If you want a compact variety which will look great in containers or towards the front of mixed borders, try P. 'Avalanche', a compact variety with deep green evergreen foliage which is smothered by an 'avalanche' of upright flower spikes bearing white flowers with delicate cerise-pink centres in early summer and again in September and October.

It is hardier than other parahebe varieties, to -10C.

Good enough to eat - Peppers

If you're good at growing tomatoes, you should be a whizz with peppers too, and there's a wealth of choice, colours, shapes and sizes from which to choose.

Sweet peppers can be trained easily into neat, bushy plants and yield enough fruits to pay for a prime site in a patio container. They need sowing indoors in March, maintaining a constant temperature of 20C, and when they have been potted on into two-litre pots of compost in May, by June you should be able to pot them on into five-litre pots to produce manageable plants.

When they reach around 20cm high, pinch out the growing tips to encourage bushiness. They can also be planted directly into a greenhouse border or growing bags and trained as cordons.

In July and August, sweet peppers may need some support once the fruits start to swell and you'll need to water the plants twice a day on hot days. When the first flowers form, feed regularly with tomato fertiliser and move the plants to a sunny position outside. Pick peppers when they are ripe, when the skin is still smooth.
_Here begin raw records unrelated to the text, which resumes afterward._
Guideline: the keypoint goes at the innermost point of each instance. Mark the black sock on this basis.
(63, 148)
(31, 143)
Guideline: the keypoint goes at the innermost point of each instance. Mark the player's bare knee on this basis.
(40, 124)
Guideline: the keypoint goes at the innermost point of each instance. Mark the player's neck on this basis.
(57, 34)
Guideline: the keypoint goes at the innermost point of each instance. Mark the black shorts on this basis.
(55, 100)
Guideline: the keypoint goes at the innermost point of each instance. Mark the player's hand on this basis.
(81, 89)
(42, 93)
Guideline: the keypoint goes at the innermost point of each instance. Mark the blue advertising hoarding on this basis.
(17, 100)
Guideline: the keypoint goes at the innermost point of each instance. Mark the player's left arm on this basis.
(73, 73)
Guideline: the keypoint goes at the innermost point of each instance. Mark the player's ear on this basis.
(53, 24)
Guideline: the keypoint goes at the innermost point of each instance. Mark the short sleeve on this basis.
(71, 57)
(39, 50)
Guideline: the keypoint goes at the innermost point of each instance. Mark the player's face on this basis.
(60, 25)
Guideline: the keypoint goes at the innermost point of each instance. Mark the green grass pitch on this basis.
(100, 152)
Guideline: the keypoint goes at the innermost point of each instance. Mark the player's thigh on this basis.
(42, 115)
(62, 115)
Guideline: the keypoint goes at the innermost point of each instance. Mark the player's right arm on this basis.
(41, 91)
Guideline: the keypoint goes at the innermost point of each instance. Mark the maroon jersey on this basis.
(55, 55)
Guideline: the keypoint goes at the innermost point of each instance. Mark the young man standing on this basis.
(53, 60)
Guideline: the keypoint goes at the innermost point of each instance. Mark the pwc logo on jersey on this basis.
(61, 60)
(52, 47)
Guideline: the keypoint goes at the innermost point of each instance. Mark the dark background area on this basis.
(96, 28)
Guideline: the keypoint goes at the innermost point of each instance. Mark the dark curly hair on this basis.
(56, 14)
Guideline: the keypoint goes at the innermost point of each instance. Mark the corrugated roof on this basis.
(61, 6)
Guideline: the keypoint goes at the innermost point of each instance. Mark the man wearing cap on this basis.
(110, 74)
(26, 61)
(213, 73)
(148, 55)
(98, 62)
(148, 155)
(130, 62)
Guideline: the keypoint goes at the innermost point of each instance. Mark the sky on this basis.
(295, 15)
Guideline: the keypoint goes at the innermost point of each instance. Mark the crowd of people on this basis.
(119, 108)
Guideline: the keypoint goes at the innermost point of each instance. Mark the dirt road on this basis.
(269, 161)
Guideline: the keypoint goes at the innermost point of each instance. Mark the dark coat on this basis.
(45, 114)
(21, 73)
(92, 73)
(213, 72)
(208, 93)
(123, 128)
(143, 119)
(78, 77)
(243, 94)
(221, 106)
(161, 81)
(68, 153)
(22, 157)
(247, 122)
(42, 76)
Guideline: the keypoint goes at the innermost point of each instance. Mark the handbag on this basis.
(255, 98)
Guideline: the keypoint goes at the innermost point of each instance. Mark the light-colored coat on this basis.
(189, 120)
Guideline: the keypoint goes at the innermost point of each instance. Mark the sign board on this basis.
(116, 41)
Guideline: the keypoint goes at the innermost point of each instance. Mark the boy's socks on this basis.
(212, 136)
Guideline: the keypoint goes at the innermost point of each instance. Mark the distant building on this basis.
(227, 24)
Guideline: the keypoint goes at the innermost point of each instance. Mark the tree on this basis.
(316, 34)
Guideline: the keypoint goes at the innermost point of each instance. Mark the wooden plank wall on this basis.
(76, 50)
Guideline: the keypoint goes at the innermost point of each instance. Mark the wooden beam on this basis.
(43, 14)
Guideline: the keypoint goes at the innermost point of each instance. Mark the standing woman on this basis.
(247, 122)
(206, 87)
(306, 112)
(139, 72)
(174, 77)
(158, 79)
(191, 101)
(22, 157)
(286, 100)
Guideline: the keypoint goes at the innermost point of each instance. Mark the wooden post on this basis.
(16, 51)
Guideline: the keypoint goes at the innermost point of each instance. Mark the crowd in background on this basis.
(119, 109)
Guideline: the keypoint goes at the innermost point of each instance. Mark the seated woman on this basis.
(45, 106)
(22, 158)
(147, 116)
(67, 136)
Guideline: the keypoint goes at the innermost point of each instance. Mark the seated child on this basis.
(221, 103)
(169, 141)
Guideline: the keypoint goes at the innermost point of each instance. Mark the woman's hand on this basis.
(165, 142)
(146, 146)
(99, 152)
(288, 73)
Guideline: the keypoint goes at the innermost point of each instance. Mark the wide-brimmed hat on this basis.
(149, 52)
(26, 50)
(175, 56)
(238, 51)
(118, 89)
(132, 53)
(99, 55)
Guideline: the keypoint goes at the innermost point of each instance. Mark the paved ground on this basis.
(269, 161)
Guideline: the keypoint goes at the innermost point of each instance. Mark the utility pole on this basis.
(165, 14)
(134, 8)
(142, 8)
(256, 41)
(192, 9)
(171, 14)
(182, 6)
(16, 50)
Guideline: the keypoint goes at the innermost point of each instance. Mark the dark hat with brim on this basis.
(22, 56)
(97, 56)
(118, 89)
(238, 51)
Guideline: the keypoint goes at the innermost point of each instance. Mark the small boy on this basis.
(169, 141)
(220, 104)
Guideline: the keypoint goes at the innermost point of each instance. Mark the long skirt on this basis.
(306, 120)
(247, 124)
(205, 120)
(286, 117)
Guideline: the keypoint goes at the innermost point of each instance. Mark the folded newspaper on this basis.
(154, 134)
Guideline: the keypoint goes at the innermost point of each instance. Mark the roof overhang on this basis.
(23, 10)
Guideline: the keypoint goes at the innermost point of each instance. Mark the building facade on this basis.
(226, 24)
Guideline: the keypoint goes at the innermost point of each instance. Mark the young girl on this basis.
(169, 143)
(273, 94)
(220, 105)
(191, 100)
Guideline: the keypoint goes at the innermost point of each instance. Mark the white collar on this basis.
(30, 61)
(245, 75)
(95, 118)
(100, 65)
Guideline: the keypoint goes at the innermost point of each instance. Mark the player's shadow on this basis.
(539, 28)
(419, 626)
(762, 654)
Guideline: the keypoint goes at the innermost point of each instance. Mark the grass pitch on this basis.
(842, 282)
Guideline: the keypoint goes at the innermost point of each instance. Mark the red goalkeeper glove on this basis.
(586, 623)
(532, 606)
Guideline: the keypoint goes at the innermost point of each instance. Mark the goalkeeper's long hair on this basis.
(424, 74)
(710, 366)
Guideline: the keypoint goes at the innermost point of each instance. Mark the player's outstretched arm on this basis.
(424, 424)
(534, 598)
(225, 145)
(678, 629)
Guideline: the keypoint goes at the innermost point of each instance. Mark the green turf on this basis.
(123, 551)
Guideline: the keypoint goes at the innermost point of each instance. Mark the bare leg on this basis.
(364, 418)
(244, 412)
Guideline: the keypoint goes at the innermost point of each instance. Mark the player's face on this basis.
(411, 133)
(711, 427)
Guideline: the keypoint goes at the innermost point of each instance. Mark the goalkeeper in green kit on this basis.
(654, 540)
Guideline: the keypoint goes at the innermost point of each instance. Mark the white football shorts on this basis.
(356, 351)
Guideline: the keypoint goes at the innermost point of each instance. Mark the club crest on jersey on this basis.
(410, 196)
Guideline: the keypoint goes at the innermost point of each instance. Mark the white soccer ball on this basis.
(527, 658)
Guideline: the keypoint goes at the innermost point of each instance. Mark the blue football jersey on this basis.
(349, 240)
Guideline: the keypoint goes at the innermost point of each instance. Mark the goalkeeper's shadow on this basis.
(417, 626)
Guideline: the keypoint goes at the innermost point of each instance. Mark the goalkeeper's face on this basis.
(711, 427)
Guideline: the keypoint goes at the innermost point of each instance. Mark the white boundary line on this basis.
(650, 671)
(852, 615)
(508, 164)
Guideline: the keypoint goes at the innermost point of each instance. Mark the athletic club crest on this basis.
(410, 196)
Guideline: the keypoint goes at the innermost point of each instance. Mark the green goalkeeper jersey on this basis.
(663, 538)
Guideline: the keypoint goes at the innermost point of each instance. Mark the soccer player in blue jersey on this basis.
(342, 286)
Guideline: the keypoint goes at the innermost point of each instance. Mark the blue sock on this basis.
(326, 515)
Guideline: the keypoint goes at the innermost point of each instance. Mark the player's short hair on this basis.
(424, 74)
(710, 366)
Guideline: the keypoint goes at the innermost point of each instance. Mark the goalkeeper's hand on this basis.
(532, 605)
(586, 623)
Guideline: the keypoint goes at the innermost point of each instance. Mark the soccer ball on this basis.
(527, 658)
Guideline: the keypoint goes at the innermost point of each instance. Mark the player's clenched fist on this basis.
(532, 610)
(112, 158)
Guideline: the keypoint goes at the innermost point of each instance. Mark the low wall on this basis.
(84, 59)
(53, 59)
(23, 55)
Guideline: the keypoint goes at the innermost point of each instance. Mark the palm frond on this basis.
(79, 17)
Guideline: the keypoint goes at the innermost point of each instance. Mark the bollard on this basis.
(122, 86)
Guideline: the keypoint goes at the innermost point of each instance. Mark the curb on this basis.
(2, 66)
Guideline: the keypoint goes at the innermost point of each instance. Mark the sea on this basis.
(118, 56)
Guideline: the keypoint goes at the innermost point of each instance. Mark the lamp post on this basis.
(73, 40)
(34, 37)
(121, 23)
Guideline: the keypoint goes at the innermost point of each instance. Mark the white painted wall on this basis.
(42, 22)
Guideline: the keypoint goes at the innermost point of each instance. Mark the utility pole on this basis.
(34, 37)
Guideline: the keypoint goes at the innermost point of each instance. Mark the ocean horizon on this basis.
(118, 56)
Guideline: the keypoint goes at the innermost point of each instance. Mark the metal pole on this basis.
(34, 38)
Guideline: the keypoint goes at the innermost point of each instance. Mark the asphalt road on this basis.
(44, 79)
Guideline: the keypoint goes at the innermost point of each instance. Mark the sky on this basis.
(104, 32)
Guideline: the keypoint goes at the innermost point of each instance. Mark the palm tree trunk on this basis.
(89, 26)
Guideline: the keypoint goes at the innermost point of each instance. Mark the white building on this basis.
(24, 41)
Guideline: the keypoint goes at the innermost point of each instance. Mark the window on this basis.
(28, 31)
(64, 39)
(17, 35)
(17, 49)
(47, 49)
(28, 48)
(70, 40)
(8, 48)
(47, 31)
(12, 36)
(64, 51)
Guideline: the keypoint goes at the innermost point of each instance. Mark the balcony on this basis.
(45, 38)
Good varieties include 'Gypsy', whose pointed fruits turn from orange to red, and 'Chocolate Beauty', a bell pepper with unusual dark brown fruits. 'Mavras' is also unusual as its fruits start off dark purple but eventually ripen to red.

Three ways to... Make the most of a small garden

1. Carefully position a few vertical plants such as bamboo to give the illusion of divisions.

2. Plant trellis with suitable climbers to divide areas. The trellis can be cut to any size you need.

3. Keep the garden simple if you only have space for a small seating area and a few plants. Select plants with muted shades such as pastels or whites, with a soft foliage effect rather than bright colours.

What to do this week

:: Regularly water newly planted plants, young veg and container plants.

:: Apply and renew mulches to reduce water loss and suppress weeds.

:: Fill gaps in borders with summer bedding to give instant colour to otherwise bare patches.

:: Perk up your lawn by applying a feed using a liquid fertiliser.

:: Thin out aquatic plants and generally tidy up the pond before summer.

:: Prune mature, deciduous shrubs including philadelphus, deutzia and kolkwitzia, once they have finished flowering.

:: Remove faded blooms from rhododendrons and camellias, so allowing the plant's energy to focus on building up buds for next year's flowers.

:: Cut down overgrown lilacs, sawing them down to around 45cm (18in) from the base. A mass of new shoots will regrow and eventually lead to a bushier, better-shaped shrub.

:: Remove suckers from roses, identifiable because the foliage is usually lighter in colour. The suckers should be pulled off the plant at their point of origin on the roots rather than cut off.

:: Remove old leaves and flower stems from hellebores, which start to look tatty once they are over.

:: Cut down the foliage of bulbs naturalised in grass, if at least six weeks have elapsed since flowering.

:: Plant out cannas and lily bulbs, which were potted up when it was too cold to plant outside. They can now be planted in borders.